[Box Backup] Win32 port (was: BoxBackup Server Side Management Specs (Draft0.01))

Alaric Snell-Pym boxbackup@fluffy.co.uk
Fri, 08 Oct 2004 23:19:38 +0100


Chris Wilson wrote:
>>How about a simple \n terminated terminated line, with tab separated 
>>message name and arguments? Nice and easy to parse, nice and easy to 
>>write, extend by adding new messages or arguments.
 >
> It lacks human-readability, extensibility and robustness. In order to 
> understand the output when "parsing" by hand, you have to learn by heart 
> what each column stands for. With XML, the columns are self-describing.

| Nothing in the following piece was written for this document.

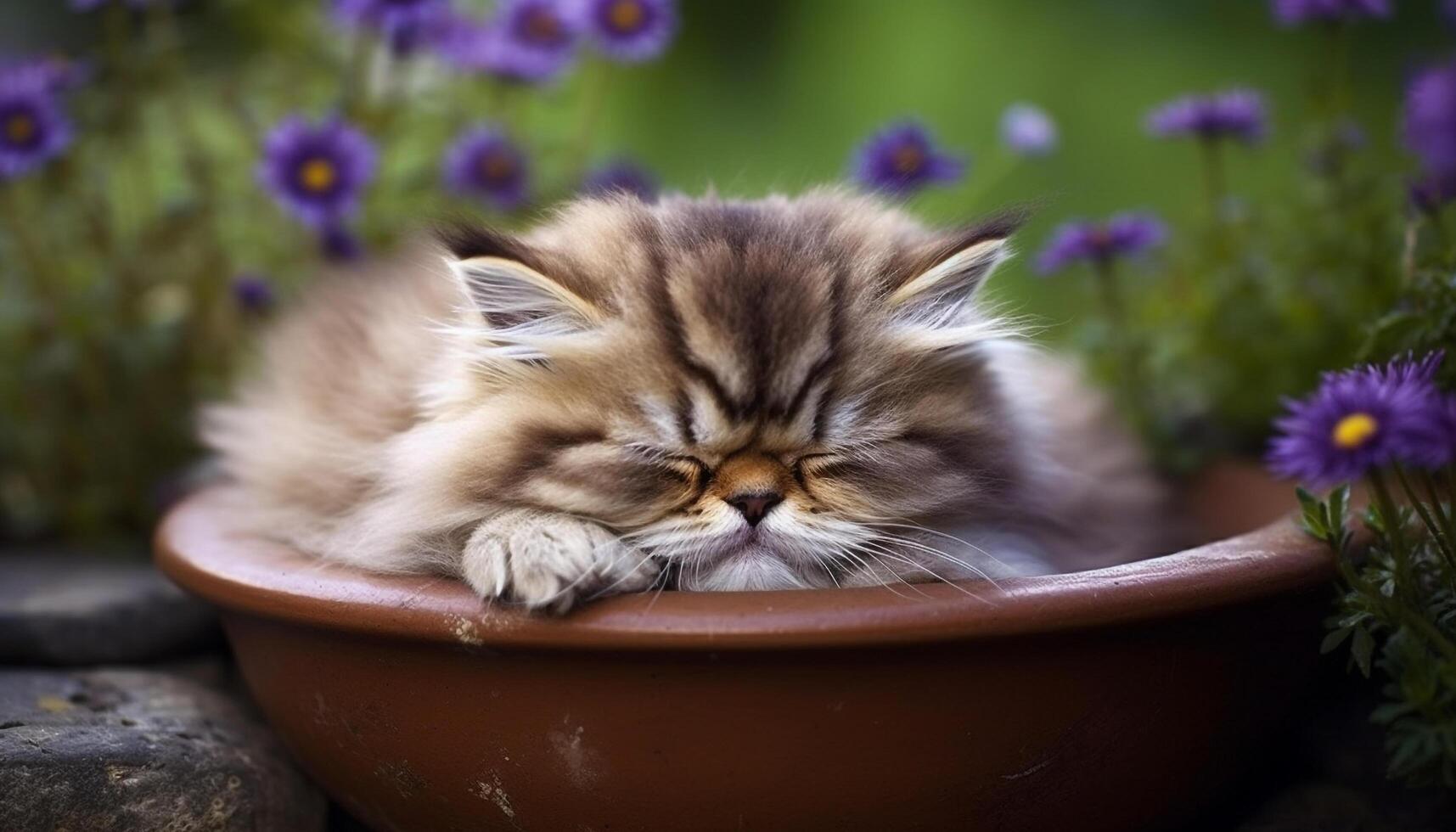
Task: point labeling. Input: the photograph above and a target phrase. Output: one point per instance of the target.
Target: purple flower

XML's subtly broken for data interchange applications - bear in mind it 
was designed as a markup language, not a data interchange format! 
Although the term "markup" seems to have been re-defined in hindsight to 
mean data interchange, mainly due to people misunderstanding what Tim 
Berners-Lee was going on about when he was basically explaining that XML 
is meant to be more machine-processable than HTML, to simplify "screen 
scraping" of web pages.

> How do you deal with third-party extensions to the protocol? With XML, you
> can just create a new namespace to hold those attributes and tags, and the
> client can ignore them. Any sensible solution to the problem is bound to
> be similar to XML's.
>
> How about if Box was forked one day, or independent, incompatible protocol
> changes made in the stable and development versions? Such changes would
> normally make the forks incompatible with each other, from the view of the
> client, because they would re-use the same columns for new purposes.
> Labelling columns makes this almost not an issue, and the same client
> could probably work with both forks, with maximal shared code, and minimal
> client complexity.

You're thinking here in terms of loosely-coupled systems. By design, the 
box backup client and server are tightly coupled - they co-evolve.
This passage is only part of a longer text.